Recently, the Ohio Department of Development (DOD), in partnership with the Ohio Historical Society announced its Round 4 list of tax credit awardees. I have previously blogged about this highly successful competitive state tax credit program. The Cleveland Plain Dealer lists awardees in its most recent article http://www.cleveland.com/business/index.ssf/2010/06/four_northeast_ohio_projects_i.html
As a catalytic program for downtown redevelopment in many of Ohio’s aging center cities. Governor Ted Strickland announced the program’s latest round of awardees. In the fourth round Ohio DOD granted $28.3 million in credits. Since the program’s inception in 2006 as part of the State’s bi-partisan recovery act, more than $246 million in credits have been awarded. I have written extensively about the effectiveness of this program. See my post which measured leverage and value of the program. (https://aballoon.wordpress.com/2010/02/25/historic-preservation-jobs/)
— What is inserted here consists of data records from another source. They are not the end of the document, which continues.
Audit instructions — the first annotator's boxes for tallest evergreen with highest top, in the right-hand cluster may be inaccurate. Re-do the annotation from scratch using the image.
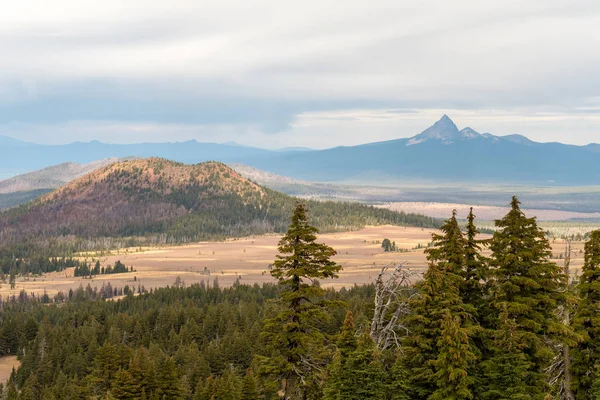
[490,197,574,399]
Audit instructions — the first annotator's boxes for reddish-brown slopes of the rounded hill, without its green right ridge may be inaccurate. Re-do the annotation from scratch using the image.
[0,158,264,245]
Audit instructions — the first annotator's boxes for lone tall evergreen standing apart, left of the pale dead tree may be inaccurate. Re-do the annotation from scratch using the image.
[264,204,341,400]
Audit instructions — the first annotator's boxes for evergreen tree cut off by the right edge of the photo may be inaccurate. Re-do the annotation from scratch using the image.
[572,230,600,400]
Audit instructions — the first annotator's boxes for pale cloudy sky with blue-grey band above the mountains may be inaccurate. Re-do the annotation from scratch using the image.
[0,0,600,148]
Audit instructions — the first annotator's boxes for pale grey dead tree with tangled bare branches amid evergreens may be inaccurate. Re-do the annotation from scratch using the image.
[370,263,417,350]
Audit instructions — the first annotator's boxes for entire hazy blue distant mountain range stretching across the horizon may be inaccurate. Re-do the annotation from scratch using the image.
[0,115,600,186]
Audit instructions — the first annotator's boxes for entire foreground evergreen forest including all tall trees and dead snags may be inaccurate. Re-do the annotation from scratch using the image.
[7,198,600,400]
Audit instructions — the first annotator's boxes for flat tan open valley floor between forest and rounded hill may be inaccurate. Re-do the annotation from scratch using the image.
[0,225,583,297]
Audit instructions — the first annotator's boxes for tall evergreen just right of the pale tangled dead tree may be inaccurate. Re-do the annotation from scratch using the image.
[406,211,479,400]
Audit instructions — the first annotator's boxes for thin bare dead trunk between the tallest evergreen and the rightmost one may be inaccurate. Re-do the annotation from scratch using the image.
[547,239,575,400]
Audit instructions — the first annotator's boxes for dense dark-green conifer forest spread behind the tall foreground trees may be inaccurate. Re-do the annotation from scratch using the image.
[0,285,373,400]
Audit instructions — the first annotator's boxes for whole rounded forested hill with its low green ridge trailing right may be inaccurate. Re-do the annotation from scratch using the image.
[0,158,438,250]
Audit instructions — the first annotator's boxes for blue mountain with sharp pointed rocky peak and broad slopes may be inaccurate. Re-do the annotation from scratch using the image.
[241,115,600,186]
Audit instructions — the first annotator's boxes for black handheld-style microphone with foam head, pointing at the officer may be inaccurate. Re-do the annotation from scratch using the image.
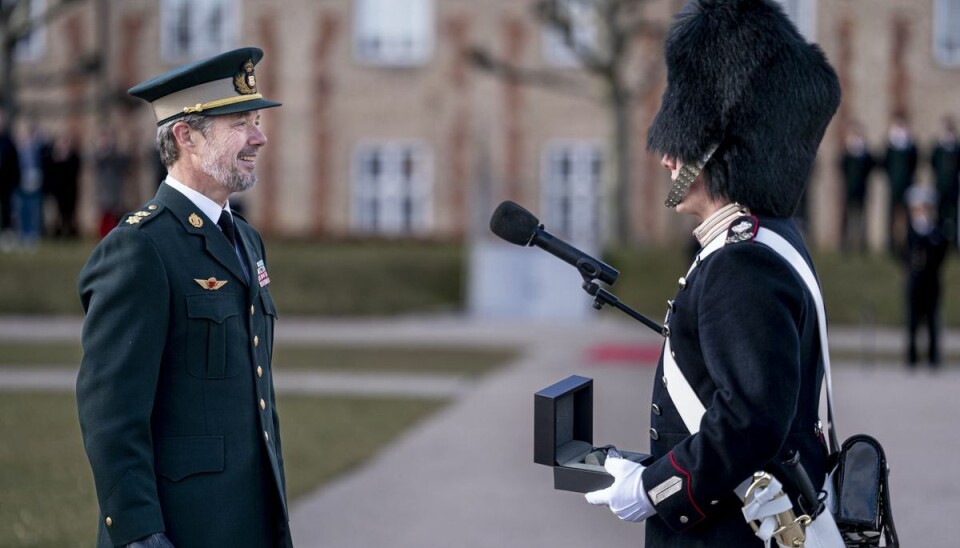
[490,200,620,285]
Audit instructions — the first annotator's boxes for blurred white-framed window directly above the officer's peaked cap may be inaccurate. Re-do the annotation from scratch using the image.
[160,0,239,63]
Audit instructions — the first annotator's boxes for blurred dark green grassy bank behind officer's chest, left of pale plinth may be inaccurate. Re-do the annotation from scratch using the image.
[0,240,464,317]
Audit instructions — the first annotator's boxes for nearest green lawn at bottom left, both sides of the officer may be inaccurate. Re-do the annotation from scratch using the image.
[0,393,443,548]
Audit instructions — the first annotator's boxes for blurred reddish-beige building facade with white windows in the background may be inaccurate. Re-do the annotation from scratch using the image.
[16,0,960,249]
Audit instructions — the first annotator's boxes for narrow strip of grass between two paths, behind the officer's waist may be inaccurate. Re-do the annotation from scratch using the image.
[0,340,516,377]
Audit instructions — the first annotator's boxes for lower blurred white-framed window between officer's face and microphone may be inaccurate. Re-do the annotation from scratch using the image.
[352,142,433,236]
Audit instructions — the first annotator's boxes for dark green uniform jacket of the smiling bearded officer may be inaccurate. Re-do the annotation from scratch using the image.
[77,184,289,548]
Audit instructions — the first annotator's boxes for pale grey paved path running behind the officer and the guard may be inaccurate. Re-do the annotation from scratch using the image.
[0,315,960,548]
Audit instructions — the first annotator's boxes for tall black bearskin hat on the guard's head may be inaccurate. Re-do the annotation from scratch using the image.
[647,0,840,217]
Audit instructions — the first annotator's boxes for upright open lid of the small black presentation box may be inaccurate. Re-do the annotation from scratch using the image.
[533,375,593,466]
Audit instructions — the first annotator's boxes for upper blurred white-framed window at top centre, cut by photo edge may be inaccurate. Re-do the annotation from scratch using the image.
[353,0,435,66]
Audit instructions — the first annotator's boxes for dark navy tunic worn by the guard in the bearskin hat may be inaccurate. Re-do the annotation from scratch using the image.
[643,217,826,548]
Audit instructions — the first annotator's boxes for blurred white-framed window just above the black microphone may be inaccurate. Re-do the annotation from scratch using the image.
[541,141,603,244]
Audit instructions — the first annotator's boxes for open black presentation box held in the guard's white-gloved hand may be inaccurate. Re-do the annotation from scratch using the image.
[533,375,649,493]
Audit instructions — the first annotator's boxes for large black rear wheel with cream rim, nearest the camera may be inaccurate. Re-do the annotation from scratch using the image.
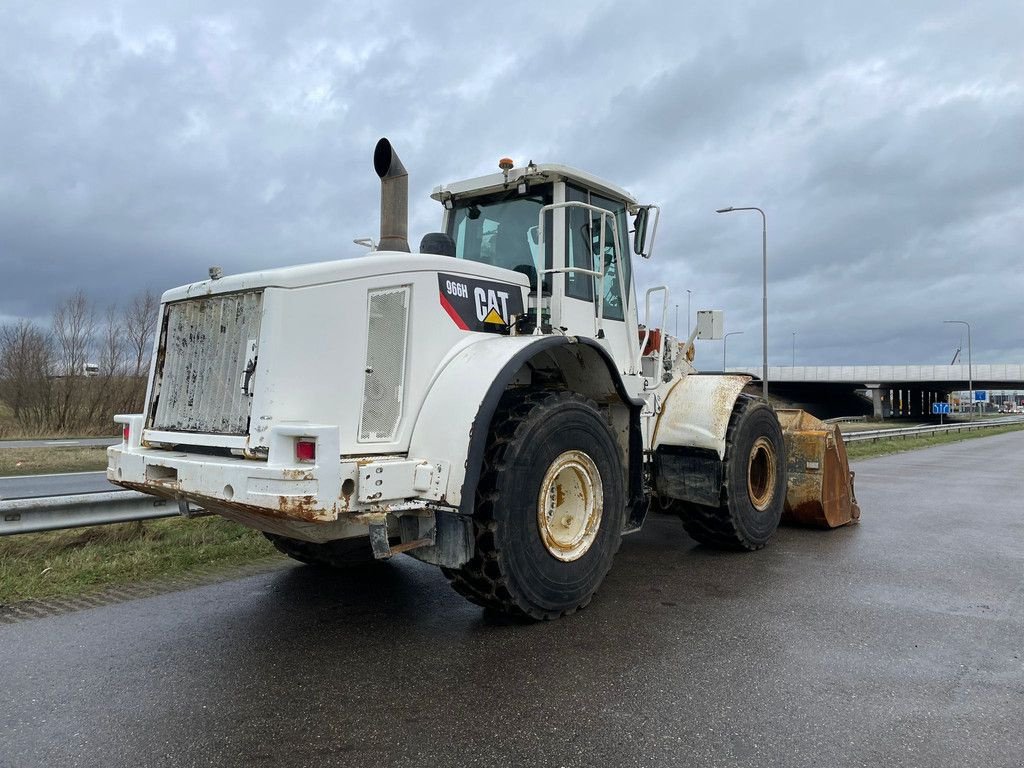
[442,392,626,621]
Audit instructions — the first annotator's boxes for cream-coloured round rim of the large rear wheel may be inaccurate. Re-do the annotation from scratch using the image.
[537,451,604,562]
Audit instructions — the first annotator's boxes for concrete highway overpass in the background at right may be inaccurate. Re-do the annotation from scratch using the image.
[729,364,1024,419]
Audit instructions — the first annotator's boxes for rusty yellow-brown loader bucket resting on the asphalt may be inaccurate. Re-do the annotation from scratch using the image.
[776,409,860,528]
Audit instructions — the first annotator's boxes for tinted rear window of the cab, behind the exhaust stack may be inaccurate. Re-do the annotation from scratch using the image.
[449,184,551,283]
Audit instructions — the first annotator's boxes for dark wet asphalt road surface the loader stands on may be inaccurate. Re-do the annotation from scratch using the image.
[0,432,1024,768]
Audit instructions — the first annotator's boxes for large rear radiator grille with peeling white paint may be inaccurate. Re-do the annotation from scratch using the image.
[152,292,263,435]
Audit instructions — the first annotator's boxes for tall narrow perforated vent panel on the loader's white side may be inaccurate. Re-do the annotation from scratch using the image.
[359,286,409,442]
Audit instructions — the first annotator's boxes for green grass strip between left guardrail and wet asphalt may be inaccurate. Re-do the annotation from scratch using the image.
[0,516,276,603]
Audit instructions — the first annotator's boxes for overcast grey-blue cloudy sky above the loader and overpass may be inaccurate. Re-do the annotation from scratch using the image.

Tax credits, especially when given the power of transferability allow development projects to boost the return for a project which otherwise would not occur. Because these credits allow a developer or investor credit dollar for dollar off of their Ohio tax liability they have the ability to shore up a project’s bottom line. They can be sold to investors for up-front cash value, usually at a small discount below the credit’s face value. This helps a developer’s bottom line by giving them cash up front, improving a project’s projected return with respect to the time value of money. Where as an investor wouldn’t invest in a project with a 6% return, a historic tax credit can boost that return to 9% or 10%, aligning a project’s reward relative to its risk.
Much praise should be given to this effort. Firstly, by working together the Ohio Historical Society has recognized the true economic and trans formative value of preservation. Secondly, by having high-profile public officials lead the program like Lt. Governor Lee Fisher the Tax Credit Program has a strong public face and cheerleader. In a state where local residents often feel like “Columbus just doesn’t care” residents can now read about state investments that are leveraged, trans formative, and build a positive image.